I predict no “collapse” - I continue to predict, as I did before the conventions, that there would be some volatility in the period immediately during and after the conventions and that within two weeks the poll aggregates would settle back into Clinton +5 to 7ish. They have and likely they will stay not too far off that range and when they stray out will bounce back in quickly. The actual margin will depend on who actually votes and pollster accuracy will depend on how well their likely voter screens perform predicting ho votes this very odd time. My guess is that Clinton will outperform the polls.
The next post has an even more interesting statement:
I’ll admit I like that conclusion because it matches what I was saying last year about this time, but Wang has actual data and reasoning behind his statements, so I’ll link to his posts and forego patting myself on the back overmuch.
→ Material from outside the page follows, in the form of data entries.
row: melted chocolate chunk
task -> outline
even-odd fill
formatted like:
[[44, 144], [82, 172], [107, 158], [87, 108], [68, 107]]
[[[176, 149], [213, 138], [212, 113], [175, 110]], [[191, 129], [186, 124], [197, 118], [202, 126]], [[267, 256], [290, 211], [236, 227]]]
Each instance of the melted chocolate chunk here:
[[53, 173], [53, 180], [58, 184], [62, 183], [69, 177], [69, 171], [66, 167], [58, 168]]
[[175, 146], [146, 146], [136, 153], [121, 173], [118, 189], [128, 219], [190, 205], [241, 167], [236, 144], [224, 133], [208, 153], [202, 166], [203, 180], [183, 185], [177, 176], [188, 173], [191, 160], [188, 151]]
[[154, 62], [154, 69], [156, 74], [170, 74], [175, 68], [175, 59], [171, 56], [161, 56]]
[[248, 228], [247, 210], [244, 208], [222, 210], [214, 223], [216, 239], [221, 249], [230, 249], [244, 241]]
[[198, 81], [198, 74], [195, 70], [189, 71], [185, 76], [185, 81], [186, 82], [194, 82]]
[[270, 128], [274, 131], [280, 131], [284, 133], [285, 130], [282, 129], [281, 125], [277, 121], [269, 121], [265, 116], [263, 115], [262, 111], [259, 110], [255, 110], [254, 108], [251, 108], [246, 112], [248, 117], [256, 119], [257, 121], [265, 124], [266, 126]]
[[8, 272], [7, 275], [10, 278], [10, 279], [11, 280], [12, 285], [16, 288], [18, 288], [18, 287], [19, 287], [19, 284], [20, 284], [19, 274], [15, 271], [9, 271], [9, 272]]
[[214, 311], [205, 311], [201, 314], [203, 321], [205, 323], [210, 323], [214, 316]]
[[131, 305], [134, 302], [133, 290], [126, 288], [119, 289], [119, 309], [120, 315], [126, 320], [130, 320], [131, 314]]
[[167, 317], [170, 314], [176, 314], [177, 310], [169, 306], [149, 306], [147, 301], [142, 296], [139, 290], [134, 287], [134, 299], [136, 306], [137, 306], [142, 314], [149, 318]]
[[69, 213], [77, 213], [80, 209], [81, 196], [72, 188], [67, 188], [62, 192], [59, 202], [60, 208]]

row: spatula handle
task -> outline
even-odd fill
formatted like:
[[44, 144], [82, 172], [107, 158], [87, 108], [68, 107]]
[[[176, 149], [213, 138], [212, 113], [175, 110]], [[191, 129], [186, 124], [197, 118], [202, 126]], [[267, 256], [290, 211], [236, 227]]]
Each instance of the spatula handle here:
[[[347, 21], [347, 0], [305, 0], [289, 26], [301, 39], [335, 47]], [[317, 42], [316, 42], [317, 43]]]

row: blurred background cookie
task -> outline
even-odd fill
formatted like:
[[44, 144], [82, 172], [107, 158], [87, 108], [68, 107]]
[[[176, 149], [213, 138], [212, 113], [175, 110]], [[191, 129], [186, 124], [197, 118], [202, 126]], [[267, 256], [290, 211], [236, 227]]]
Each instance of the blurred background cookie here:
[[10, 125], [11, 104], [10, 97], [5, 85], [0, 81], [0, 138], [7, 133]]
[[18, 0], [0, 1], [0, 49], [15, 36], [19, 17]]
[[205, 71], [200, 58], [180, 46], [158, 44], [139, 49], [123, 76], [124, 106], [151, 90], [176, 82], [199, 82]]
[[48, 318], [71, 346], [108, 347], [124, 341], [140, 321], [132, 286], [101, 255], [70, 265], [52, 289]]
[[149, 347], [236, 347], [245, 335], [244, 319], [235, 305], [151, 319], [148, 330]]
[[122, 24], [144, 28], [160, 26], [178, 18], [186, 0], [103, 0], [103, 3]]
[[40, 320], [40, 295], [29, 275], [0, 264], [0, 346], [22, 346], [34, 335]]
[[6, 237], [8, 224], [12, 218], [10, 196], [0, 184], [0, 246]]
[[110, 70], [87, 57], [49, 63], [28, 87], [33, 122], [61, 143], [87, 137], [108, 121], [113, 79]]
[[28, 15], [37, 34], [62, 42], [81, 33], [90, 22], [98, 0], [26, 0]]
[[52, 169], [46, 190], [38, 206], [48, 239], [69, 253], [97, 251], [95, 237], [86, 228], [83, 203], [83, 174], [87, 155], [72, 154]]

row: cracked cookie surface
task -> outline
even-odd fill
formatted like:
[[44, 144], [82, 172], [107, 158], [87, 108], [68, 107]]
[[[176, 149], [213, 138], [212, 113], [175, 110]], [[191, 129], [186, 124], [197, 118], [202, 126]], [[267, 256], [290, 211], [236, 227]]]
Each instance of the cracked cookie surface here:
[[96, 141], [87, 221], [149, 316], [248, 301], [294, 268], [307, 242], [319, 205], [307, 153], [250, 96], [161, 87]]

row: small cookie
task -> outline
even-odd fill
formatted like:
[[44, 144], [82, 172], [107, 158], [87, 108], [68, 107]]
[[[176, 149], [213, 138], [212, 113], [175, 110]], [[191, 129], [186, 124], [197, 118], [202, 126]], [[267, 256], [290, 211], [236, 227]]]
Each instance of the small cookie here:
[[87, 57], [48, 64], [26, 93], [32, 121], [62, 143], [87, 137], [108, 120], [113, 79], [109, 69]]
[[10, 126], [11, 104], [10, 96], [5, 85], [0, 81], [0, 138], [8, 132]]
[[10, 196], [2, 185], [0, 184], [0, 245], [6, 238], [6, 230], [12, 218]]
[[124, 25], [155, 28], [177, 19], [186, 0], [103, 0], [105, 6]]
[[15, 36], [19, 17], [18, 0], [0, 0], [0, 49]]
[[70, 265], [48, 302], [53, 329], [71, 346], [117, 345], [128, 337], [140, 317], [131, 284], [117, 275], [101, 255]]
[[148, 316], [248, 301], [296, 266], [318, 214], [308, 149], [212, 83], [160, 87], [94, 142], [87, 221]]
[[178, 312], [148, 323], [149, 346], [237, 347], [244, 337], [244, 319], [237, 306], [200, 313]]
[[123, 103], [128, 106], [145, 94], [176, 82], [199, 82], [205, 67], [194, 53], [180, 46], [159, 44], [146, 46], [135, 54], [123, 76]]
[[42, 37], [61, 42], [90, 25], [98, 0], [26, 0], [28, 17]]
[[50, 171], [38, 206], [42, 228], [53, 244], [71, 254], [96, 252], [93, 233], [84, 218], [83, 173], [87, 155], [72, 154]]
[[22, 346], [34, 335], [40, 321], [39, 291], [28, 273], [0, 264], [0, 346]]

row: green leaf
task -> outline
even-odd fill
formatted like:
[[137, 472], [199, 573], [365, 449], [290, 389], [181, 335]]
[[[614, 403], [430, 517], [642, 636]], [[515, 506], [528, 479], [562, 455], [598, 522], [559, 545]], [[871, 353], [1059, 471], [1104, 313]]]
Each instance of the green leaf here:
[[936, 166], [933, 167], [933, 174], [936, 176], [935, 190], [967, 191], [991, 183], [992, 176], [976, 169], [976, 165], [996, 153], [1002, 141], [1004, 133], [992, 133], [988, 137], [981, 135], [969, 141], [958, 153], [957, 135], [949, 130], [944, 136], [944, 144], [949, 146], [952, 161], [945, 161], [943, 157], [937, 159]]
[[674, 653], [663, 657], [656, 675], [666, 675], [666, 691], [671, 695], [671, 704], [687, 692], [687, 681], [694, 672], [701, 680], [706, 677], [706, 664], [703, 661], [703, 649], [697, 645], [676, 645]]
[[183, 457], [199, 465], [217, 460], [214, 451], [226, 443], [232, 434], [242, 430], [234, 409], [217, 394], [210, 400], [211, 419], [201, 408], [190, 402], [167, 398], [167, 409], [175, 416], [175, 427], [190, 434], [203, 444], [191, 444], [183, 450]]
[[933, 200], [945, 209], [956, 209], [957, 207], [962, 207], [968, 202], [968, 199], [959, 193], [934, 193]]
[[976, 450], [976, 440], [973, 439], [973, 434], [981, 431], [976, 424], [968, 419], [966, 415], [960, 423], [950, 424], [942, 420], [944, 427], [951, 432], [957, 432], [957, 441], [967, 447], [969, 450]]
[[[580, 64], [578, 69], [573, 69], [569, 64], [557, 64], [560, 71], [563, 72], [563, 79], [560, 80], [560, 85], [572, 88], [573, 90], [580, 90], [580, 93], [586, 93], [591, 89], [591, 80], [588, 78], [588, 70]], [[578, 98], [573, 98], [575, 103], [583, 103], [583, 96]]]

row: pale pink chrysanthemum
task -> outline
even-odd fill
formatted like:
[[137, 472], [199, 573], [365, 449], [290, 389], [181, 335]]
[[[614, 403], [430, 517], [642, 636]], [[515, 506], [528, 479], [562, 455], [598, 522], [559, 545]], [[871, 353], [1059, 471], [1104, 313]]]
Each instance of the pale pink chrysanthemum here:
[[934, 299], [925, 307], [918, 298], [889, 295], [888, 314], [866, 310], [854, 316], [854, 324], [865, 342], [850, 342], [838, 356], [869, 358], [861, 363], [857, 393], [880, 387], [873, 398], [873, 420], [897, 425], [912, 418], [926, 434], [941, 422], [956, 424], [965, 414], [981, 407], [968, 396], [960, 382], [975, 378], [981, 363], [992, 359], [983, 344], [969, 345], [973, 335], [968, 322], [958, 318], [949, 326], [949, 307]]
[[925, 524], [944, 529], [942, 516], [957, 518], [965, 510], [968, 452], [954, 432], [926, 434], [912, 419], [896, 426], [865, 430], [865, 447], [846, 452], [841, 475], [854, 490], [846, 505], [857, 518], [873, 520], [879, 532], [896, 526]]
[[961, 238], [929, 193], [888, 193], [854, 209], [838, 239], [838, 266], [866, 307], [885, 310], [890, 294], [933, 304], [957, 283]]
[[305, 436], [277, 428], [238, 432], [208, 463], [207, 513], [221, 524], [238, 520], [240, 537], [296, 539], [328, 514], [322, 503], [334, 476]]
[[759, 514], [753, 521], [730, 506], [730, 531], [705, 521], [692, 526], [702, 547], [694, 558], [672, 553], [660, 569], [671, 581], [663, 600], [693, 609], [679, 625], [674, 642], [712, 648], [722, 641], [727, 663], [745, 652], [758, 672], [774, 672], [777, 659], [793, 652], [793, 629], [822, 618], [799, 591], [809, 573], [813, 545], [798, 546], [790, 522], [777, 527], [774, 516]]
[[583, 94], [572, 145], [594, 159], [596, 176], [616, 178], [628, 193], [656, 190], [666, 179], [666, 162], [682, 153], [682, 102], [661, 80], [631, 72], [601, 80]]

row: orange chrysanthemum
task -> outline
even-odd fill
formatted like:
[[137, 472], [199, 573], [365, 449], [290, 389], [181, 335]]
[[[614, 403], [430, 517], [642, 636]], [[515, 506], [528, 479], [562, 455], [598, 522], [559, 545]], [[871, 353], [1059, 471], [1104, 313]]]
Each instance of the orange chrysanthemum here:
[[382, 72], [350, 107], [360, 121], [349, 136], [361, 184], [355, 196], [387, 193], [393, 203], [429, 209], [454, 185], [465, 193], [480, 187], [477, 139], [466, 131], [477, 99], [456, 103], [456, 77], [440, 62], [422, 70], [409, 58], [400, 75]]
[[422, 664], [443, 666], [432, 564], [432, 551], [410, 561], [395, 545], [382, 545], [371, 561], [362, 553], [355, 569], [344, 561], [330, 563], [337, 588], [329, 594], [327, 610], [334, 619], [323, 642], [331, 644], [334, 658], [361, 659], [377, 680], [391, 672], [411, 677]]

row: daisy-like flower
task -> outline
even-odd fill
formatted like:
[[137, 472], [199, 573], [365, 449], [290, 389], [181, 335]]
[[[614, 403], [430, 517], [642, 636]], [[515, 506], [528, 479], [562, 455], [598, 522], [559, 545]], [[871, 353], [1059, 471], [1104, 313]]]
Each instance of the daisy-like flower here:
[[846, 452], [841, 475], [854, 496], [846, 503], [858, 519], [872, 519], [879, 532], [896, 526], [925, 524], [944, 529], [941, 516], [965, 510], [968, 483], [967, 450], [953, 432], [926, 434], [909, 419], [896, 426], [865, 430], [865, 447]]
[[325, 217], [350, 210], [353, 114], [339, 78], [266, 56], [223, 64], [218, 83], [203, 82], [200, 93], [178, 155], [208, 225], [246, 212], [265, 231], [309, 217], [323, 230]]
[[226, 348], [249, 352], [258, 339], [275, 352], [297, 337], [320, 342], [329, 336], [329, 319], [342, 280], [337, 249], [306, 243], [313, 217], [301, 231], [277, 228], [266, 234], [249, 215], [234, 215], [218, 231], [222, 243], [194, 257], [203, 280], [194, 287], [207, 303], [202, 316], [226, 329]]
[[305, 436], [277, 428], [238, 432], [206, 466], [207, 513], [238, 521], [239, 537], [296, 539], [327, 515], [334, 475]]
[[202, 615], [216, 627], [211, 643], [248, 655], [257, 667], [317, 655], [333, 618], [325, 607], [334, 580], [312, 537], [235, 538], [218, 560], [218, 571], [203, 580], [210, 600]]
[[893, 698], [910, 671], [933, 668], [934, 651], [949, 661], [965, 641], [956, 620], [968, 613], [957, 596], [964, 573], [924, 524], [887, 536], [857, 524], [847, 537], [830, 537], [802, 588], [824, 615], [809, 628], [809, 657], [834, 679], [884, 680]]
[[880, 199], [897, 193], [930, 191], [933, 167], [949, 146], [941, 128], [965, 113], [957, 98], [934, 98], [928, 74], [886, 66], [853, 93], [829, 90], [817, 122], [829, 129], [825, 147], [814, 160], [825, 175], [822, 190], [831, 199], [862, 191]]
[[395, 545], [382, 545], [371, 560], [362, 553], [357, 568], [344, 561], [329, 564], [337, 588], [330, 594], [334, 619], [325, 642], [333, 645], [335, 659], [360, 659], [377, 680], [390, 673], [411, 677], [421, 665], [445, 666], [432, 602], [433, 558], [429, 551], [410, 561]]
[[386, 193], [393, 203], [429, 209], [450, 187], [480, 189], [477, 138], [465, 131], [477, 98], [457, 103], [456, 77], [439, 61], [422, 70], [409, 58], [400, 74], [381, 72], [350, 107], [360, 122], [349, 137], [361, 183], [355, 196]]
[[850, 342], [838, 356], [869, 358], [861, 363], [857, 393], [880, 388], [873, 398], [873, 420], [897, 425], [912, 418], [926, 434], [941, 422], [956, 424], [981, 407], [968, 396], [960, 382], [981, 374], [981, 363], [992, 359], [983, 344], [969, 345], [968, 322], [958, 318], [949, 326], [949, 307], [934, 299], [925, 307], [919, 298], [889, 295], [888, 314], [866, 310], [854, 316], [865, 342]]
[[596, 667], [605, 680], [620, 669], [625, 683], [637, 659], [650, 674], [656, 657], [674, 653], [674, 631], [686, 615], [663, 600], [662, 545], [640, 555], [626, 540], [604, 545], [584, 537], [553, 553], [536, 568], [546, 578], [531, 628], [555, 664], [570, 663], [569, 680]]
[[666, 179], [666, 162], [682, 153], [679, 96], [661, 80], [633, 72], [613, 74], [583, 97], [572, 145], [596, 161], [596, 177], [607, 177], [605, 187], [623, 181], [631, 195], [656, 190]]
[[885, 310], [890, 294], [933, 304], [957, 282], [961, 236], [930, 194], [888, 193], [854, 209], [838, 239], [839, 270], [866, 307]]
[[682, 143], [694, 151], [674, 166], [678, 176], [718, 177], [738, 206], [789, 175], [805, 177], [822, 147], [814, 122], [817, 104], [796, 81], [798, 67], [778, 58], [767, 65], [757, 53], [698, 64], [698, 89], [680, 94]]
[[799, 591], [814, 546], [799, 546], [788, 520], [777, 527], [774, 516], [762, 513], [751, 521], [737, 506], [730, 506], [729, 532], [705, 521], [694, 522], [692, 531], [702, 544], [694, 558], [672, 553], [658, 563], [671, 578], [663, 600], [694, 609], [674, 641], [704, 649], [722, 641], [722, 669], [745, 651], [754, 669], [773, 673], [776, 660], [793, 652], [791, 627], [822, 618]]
My point is, pretending there’s a horse race is either ignorant or dishonest, as DSeid has alluded to already, and I further agree with DSeid that fundamentals such as GOTV efforts and the fact that Clinton has an actual, competent campaign as opposed to Trump’s farrago of scammers and idiocy will lead to Clinton outperforming the polls on election day.
Trust me, I’ve got very smart people - very smart people - working for me and they tell me crooked Hillary is going to collapse.
Trust me, folks, Donald Trump is not going to quit the race; Crooked Hillary is going to quit the race for health reasons.
Well, you might want to deny press credentials to the Washington Post if you haven’t already, because they say Trump’s lack of a campaign organization is looking to cost him big-time:
I think their methodology is rather clever, myself, and I don’t doubt that it will have an impact. However, I think it will come down to Clinton’s win being bigger than predicted, not Clinton turning a potential loss into a win. Trump’s failure is over-determined at this point; so much of his campaign, and so much of the GOP itself, is going wrong that this failure will have a whole list of causes going back decades.
I am, however, excited about potential down-ticket effects.
That I could see. He basically shut down the GOP debates by refusing to participate further, because he felt himself already at an advantage. Or maybe the (somewhat wishful at this point, IMHO) thinking common here that Trump will see things as hopeless might kick in if he does really terribly in the first couple of debates (doing terribly in the first it would seem would bring on a go for broke obnoxious approach in the second but maybe that would fail also).
But I really don’t think he’s afraid to meet Clinton in a debate, as of now, whether or not he should be.